FAMU student crowned Miss Tallahassee

Alelee Figueroa is also the former Miss ROTC at FAMU.
Photo Submitted by Alelee Figueroa.

As she glided down the royal red carpet sprawled across the floor of Tallahassee’s American Legion Hall, Alelee Figueroa took her time displaying her pageant-ready walk as she received her crown Saturday as 2019 Miss Tallahassee.

“Coming into the academic year I wanted to get more in touch with my culture,” Figueroa, a student at Florida A&M, said. “Because even though I do go to an HBCU, I feel like I was very exposed to African-American culture and that I was separated from my own.”

The coronation, hosted by the Big Bend Filipino American Association, gathered Tallahassee’s Filipino community in a celebratory send-off for their selected representatives for this year’s Fiesta Mo Sa Florida’s Pageant for a Cause, an annual event in which Filipino-American communities across the state participate in support of Bantay Bala (Child Watch) 163 – a social welfare program which aims to protect at-risk children in the Philippines.

“The Philippines is very underrepresented in the United States,” said Jovel Figueroa, Alelee’s sister. “(Alelee) is the perfect (representative) because she knows our culture very well.”

As a minority HBCU student, Figueroa felt her culture had become a neglected afterthought with rare opportunities for Filipino connections to be made outside of her hometown of Orlando, leaving her to go out and search for her own.

“I didn’t even know (about the Tallahassee Filipino community) for the first two years I’ve been at FAMU,” Figueroa said. “The fact that I actually did more research and got to asking more people about it, I’m glad that I did because if I didn’t then I would have probably assumed that there weren’t a lot of Filipinos here.”

As an active MS3 cadet with the FAMU-ARMY Rattler Battalion, captain of Florida Agricultural & Mechanical University’s women’s’ track and field team, the 69th Miss Army ROTC and a member of the FAMU honors student association, Figueroa thought the time would never come when she could fully embrace the beauty within her culture.

“I just find time, you will always find time for something that you want,” she said.

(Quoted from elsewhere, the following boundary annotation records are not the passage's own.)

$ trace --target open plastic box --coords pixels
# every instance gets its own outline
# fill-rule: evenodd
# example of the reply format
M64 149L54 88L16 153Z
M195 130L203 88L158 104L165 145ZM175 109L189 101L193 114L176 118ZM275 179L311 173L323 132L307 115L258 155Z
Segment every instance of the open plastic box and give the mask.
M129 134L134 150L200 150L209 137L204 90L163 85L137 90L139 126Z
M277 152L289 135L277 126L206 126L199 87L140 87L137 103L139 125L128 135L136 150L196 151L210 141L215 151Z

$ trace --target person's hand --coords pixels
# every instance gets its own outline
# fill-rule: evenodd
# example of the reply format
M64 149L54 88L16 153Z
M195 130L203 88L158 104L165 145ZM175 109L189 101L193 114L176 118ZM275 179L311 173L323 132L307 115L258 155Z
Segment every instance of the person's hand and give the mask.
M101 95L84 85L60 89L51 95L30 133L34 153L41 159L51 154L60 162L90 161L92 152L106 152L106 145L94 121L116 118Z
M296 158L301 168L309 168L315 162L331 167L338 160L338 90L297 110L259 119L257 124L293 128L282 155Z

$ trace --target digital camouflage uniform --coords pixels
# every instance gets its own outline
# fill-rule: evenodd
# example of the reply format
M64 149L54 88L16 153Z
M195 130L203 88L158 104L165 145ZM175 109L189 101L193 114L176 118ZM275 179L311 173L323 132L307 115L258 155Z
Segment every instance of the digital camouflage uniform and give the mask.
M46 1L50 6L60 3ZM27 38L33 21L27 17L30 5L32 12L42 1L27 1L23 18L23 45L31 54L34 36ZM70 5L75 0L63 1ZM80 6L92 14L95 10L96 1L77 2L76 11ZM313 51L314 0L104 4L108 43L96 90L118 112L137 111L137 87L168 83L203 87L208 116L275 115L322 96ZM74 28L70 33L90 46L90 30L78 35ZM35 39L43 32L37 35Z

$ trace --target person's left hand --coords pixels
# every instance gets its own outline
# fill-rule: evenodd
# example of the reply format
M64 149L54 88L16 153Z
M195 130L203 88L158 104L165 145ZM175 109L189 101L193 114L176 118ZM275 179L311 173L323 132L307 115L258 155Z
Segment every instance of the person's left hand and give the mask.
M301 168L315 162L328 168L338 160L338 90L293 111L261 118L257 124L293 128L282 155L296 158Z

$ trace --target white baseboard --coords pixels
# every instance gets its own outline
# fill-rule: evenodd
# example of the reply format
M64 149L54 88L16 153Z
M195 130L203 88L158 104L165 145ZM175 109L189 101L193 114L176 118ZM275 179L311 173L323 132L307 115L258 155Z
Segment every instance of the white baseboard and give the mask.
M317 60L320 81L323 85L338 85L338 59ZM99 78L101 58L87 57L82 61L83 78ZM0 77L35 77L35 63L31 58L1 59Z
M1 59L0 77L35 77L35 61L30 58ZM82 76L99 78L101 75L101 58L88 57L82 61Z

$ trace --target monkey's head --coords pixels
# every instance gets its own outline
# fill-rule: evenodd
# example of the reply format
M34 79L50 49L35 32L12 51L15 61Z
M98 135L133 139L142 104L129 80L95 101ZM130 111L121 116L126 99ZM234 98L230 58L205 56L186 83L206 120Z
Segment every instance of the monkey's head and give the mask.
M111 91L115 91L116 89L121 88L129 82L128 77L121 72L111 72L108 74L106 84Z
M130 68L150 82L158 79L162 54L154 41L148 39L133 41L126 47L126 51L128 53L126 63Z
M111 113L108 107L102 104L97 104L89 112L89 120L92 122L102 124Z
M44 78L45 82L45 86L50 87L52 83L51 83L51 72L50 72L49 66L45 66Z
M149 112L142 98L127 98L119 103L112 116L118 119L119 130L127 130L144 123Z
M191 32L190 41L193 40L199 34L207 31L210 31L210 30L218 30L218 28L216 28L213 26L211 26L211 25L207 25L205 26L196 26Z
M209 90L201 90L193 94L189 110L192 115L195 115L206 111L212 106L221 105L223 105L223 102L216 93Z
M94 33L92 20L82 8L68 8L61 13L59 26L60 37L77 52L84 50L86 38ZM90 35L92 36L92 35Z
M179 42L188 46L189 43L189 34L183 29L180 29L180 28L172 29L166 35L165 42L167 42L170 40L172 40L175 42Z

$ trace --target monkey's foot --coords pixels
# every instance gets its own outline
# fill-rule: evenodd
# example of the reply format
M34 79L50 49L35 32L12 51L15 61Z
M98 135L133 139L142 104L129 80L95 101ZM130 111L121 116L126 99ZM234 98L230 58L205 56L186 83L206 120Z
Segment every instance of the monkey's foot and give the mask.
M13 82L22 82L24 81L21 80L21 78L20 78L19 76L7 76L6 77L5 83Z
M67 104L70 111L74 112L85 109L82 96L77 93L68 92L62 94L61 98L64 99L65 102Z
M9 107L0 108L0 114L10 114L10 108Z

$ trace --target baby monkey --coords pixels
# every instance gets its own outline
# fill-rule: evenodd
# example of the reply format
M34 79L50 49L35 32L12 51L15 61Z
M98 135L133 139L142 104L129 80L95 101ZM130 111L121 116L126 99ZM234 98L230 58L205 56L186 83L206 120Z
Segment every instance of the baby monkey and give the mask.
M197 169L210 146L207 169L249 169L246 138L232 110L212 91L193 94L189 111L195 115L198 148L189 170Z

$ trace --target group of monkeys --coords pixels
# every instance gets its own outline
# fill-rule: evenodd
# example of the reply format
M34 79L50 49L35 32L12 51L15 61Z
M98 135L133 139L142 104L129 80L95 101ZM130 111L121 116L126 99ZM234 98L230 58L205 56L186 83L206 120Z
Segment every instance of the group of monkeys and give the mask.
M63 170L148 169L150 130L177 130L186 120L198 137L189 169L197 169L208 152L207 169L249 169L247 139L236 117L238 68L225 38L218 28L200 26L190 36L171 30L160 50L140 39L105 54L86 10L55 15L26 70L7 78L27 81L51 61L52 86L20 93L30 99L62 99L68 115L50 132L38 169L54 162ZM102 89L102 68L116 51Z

“I’m a proud Filipino, just because I admire a culture doesn’t mean I wish I wasn’t my own, which is why this year I wanted to touch more on my culture because I don’t want to know more about another culture when I don’t know more about mine.”

The Fiesta Mo Sa Florida pageant will be held in July in Kissimmee, where Figueroa will be competing to win the title of Miss Earth-Florida and receive the chance to represent the state in the Miss Earth-Philippines pageant.

She said she would not change any part of her path, including enrolling at FAMU, that has led her to where she stands today, excited for the future.

“Being a student at a HBCU makes you more culturally aware and more open-minded and accepting of different cultures,” Figueroa said.  “So that really helped me harness my own culture.”

As she prepares for the upcoming competition, she reflects on the importance of embracing diverse and different cultures regardless of the environment.

“It’s a responsibility (maintaining a culture) because who else is going to live up and hold up the culture if it’s not you? If you don’t preserve your culture and if you don’t remember where you came from then your culture just fades away … and that’s a scary thought.”